As we write this, the UK election has just been announced. As you read this, the result will be known. If you live in Britain, you will have just endured an endless stream of newsprint of television debates of opinion polls. Debate will now be turning to whether the media influenced our opinions significantly and whether the polls measured our opinions accurately.

But perhaps these are the wrong questions to ask — a phenomenon which we cannot attribute to politicians and journalists without looking closer to home. Herbert Blumer famously complained that we human scientists concentrate so exclusively on the process of producing answers (hypothesis testing) that we almost entirely neglect the process of producing worthwhile questions (hypothesis generation). And, as the novelist Thomas Pynchon remarked in his ‘Proverbs for Paranoids’, if you get people asking the wrong questions, you don’t need to worry about the answers.

To explain what we mean, consider the leadership debates. Like the election itself, these still lie in the future. We can’t predict how the candidates will perform but we can confidently predict that the key question that will dominate the press over the following days will be less about what Brown and Cameron said than about who came out on top. This is certainly true of the iconic Nixon-Kennedy debates. All we recall now is how Nixon looked shifty sweaty and swarthy, how Kennedy looked young, vigorous and open and how Kennedy won the day — even though those who only heard the debate on radio as opposed to watching it on television adjudged Nixon the winner.

The point here is that what concerns us in such debates is not so much what we thought ourselves. It is rather what we think that others thought of them (which is not always the same as what others did think of them). In asking ‘who won’ we are dealing with meta-perceptions. And that matters, because in deciding what to think and — especially — what to do ourselves, we look to what other people, especially people like us, think and do.

There is growing evidence, in a whole number of areas, that our sense of socially shared beliefs often impacts on people as much, if not more, than their own individual beliefs. Indeed, Julie Duck, Debbie Terry, Joanne Smith and Mike Hogg have shown us that individual attitudes only predict behaviour to the extent that one’s attitude reflects the perceived group norm. To give but one example, research conducted before the 2003 Gulf War showed that most Americans opposed armed intervention, but that most Americans believed that the majority supported armed intervention and that it was the latter rather than the former which predicted their public actions.

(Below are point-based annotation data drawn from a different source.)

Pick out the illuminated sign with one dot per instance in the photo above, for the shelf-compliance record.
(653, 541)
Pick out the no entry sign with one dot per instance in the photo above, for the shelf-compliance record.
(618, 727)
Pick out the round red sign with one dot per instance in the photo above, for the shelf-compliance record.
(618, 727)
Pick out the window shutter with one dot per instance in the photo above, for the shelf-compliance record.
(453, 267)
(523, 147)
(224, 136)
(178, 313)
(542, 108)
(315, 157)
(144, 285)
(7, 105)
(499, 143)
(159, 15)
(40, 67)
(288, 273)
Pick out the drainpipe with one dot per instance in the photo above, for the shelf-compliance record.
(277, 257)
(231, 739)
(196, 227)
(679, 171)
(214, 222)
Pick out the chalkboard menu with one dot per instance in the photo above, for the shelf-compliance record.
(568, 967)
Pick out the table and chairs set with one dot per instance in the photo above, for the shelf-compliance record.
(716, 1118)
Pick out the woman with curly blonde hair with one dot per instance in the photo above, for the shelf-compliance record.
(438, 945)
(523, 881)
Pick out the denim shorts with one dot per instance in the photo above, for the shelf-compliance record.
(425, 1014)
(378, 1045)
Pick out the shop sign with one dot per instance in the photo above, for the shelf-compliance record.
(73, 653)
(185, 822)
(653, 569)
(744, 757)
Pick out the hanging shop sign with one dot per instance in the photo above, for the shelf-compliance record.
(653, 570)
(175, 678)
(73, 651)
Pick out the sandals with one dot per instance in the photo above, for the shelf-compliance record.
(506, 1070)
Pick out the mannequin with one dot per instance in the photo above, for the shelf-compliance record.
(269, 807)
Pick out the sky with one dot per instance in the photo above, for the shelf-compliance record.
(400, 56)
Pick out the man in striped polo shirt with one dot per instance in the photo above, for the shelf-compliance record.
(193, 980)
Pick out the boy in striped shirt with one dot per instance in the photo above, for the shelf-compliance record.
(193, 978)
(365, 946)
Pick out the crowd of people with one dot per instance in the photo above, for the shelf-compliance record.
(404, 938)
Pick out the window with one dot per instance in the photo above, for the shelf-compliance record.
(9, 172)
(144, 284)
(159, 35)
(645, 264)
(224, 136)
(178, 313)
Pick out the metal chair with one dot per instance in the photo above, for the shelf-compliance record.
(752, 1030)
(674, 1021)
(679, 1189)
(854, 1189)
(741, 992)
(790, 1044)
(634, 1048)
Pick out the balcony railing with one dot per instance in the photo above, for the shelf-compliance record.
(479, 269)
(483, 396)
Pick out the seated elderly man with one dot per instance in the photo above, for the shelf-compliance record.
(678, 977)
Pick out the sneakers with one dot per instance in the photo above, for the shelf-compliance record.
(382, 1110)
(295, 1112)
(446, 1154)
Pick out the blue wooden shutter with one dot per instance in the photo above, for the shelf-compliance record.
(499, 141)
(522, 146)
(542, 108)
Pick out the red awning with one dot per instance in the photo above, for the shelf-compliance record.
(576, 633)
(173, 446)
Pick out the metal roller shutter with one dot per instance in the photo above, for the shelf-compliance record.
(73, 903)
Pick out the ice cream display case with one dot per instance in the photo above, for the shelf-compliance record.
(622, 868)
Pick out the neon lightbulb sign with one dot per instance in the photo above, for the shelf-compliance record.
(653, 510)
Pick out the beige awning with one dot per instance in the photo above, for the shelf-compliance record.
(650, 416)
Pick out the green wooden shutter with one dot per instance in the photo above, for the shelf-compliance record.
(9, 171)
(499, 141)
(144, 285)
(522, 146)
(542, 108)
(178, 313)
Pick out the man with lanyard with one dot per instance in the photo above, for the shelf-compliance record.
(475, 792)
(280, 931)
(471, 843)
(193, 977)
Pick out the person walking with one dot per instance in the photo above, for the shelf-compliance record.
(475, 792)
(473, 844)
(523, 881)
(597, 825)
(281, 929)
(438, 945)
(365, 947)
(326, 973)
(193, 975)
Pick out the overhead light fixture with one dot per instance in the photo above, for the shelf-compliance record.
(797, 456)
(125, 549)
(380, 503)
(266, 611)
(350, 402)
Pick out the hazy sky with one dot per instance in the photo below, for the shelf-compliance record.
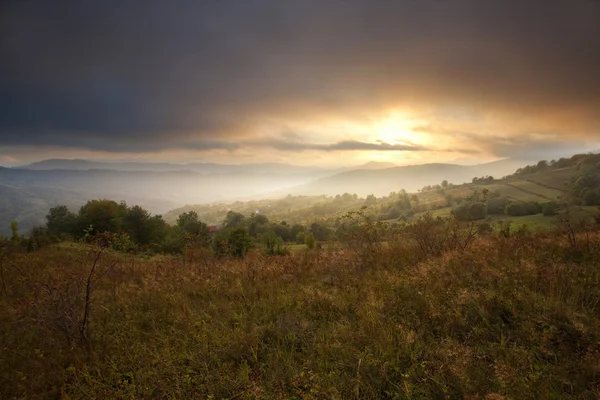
(300, 81)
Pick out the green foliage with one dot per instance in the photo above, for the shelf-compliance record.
(523, 208)
(239, 242)
(235, 242)
(274, 244)
(234, 220)
(61, 222)
(103, 215)
(477, 316)
(14, 231)
(550, 208)
(309, 241)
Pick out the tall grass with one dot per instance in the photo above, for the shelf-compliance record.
(504, 317)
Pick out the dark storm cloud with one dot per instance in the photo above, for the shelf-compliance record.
(134, 76)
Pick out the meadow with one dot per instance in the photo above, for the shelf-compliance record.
(436, 312)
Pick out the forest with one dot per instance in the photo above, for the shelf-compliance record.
(113, 302)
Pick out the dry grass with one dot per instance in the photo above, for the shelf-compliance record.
(513, 317)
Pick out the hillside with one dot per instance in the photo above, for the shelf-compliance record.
(29, 193)
(500, 318)
(381, 182)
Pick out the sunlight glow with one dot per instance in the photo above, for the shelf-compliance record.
(396, 129)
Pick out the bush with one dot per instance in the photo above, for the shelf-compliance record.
(550, 209)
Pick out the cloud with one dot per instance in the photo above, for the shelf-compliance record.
(142, 76)
(525, 145)
(346, 145)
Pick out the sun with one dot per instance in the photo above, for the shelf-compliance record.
(397, 129)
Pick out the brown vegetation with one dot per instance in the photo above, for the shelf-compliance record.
(515, 315)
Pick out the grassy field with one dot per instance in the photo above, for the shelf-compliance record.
(515, 317)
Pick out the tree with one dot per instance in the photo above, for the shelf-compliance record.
(194, 230)
(135, 222)
(550, 208)
(102, 215)
(309, 240)
(60, 221)
(14, 230)
(234, 219)
(239, 242)
(273, 243)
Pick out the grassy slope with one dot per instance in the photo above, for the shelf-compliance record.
(516, 316)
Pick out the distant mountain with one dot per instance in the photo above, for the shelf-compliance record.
(27, 193)
(204, 168)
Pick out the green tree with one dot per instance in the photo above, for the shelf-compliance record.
(273, 243)
(196, 232)
(234, 219)
(136, 222)
(102, 215)
(239, 242)
(60, 221)
(550, 208)
(309, 240)
(14, 230)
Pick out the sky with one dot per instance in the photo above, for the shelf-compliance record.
(311, 82)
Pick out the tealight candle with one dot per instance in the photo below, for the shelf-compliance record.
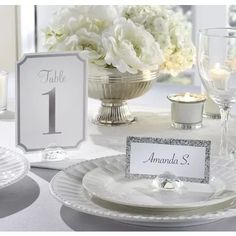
(186, 110)
(3, 90)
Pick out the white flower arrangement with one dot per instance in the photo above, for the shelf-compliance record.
(128, 38)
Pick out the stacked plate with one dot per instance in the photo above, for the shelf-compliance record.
(13, 167)
(99, 187)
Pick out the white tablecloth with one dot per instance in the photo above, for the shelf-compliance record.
(28, 205)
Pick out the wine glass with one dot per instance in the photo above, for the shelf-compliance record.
(217, 68)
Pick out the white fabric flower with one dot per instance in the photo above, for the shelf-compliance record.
(171, 30)
(130, 48)
(129, 38)
(79, 29)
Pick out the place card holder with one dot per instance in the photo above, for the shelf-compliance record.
(167, 182)
(53, 153)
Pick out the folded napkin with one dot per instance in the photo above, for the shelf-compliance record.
(55, 165)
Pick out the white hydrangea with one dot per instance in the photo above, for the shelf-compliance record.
(131, 48)
(129, 38)
(171, 30)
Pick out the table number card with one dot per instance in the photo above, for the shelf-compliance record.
(148, 157)
(51, 100)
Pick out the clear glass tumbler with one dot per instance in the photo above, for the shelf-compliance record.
(217, 68)
(3, 90)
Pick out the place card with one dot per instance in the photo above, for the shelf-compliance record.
(148, 157)
(51, 92)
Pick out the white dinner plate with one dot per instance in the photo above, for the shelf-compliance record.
(13, 167)
(109, 183)
(66, 186)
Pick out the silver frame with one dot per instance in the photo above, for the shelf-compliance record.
(182, 142)
(18, 128)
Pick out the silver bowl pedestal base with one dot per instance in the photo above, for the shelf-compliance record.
(111, 113)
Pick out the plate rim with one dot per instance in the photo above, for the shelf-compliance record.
(216, 215)
(25, 171)
(168, 208)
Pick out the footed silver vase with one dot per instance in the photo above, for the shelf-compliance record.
(114, 89)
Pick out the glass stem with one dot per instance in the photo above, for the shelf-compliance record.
(224, 112)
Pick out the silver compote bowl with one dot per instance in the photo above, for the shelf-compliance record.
(114, 88)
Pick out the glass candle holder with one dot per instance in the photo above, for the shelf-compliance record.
(186, 110)
(3, 90)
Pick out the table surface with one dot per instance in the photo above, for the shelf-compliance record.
(28, 205)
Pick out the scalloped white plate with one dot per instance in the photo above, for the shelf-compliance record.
(109, 183)
(66, 186)
(13, 167)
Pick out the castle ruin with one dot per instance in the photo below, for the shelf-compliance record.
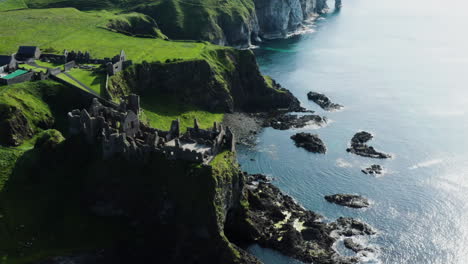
(119, 131)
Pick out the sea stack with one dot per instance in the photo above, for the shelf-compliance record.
(338, 4)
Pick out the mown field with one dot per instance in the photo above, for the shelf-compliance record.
(55, 30)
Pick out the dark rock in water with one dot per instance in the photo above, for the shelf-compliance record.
(310, 142)
(274, 220)
(353, 245)
(348, 227)
(361, 137)
(356, 246)
(373, 169)
(323, 101)
(349, 200)
(359, 146)
(287, 121)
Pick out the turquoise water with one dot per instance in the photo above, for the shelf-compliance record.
(400, 68)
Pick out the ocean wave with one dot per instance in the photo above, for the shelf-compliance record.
(343, 163)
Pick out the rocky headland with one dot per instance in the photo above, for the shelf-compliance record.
(359, 146)
(348, 200)
(310, 142)
(323, 101)
(274, 220)
(373, 169)
(286, 121)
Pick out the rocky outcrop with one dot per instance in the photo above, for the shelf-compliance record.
(349, 227)
(240, 24)
(349, 200)
(359, 146)
(311, 143)
(14, 126)
(356, 246)
(202, 83)
(373, 169)
(278, 18)
(323, 101)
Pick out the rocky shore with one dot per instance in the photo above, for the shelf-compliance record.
(359, 146)
(310, 142)
(276, 221)
(323, 101)
(348, 200)
(287, 121)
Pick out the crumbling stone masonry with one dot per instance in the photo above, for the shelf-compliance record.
(119, 131)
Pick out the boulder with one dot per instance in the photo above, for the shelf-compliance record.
(287, 121)
(359, 146)
(323, 101)
(349, 227)
(373, 169)
(348, 200)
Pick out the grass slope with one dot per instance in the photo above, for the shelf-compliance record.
(159, 113)
(6, 5)
(92, 79)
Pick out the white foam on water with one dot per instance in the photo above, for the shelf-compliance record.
(425, 164)
(343, 163)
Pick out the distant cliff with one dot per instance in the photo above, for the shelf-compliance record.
(224, 80)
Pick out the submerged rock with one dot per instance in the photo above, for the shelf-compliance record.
(287, 121)
(349, 227)
(349, 200)
(274, 220)
(373, 169)
(323, 101)
(310, 142)
(359, 147)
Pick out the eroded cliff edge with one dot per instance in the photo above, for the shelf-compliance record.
(238, 23)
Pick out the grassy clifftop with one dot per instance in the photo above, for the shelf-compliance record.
(68, 28)
(221, 22)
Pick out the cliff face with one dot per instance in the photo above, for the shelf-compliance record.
(226, 80)
(117, 210)
(278, 18)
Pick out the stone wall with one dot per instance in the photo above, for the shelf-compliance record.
(120, 132)
(69, 65)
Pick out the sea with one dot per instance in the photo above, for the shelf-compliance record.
(400, 68)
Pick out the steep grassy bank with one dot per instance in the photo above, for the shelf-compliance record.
(62, 199)
(225, 80)
(29, 108)
(66, 28)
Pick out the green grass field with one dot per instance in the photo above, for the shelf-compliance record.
(69, 80)
(12, 5)
(68, 28)
(48, 64)
(29, 67)
(92, 79)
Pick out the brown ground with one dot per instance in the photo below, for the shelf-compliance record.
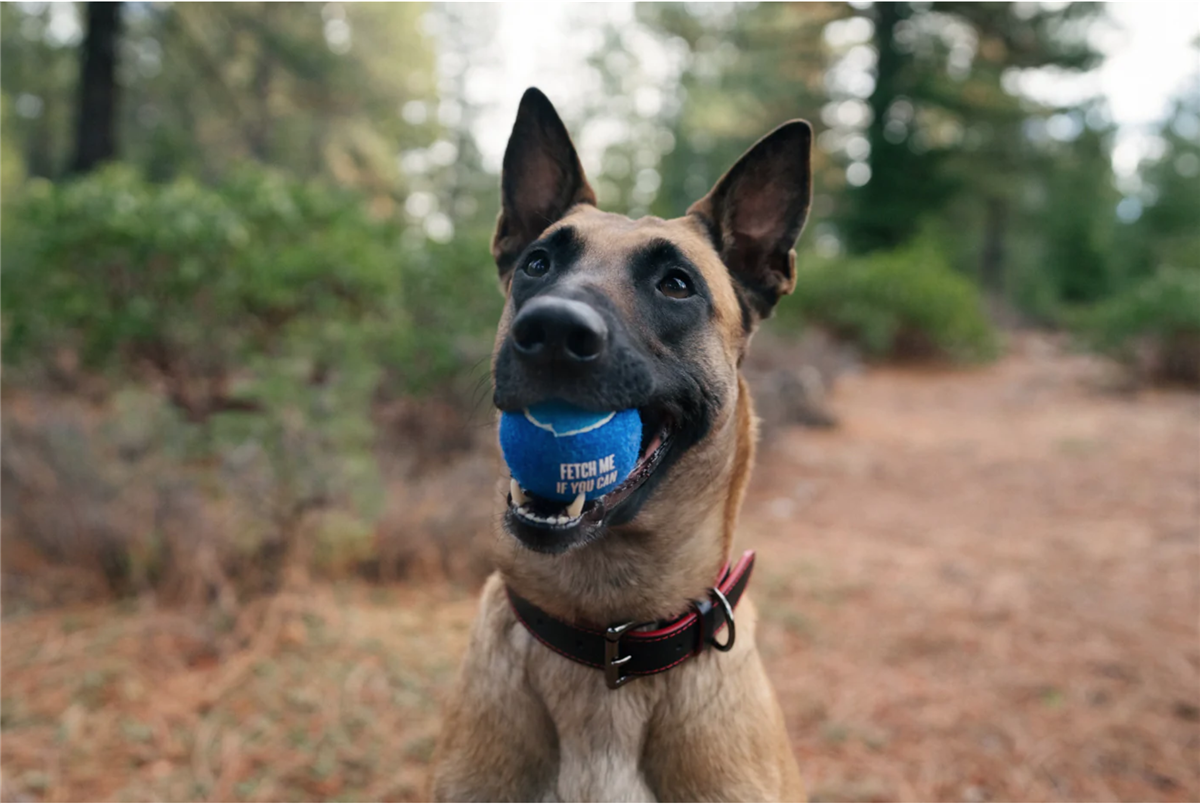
(983, 586)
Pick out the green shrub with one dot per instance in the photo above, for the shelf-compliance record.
(1153, 327)
(265, 316)
(897, 304)
(193, 281)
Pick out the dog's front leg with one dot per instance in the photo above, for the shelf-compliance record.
(498, 743)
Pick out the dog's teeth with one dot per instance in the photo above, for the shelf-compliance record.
(576, 507)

Clearly, Fox News and its like must take much of the blame (or, if you are George Bush/Dick Cheney/Donald Rumsfeld, the credit) for this. And there’s the rub. As recent research has established, mass media may not change a single person’s individual attitude but still have a massive impact on social affairs by changing our sense of what others think. This suggests that the question we ought to be asking after the election is not ‘did the media influence our opinions?’ but rather ‘did the media influence our sense of social norms?’. By the same token, we might move from asking ‘did the polls accurately measure our opinions?’ to ‘did the polls help form social norms?’.

That way, we might get a better understanding of what happened in this merry month of May. New questions for a new Britain. After all, this election was supposed to be all about change. Let us, as psychologists, take that personally.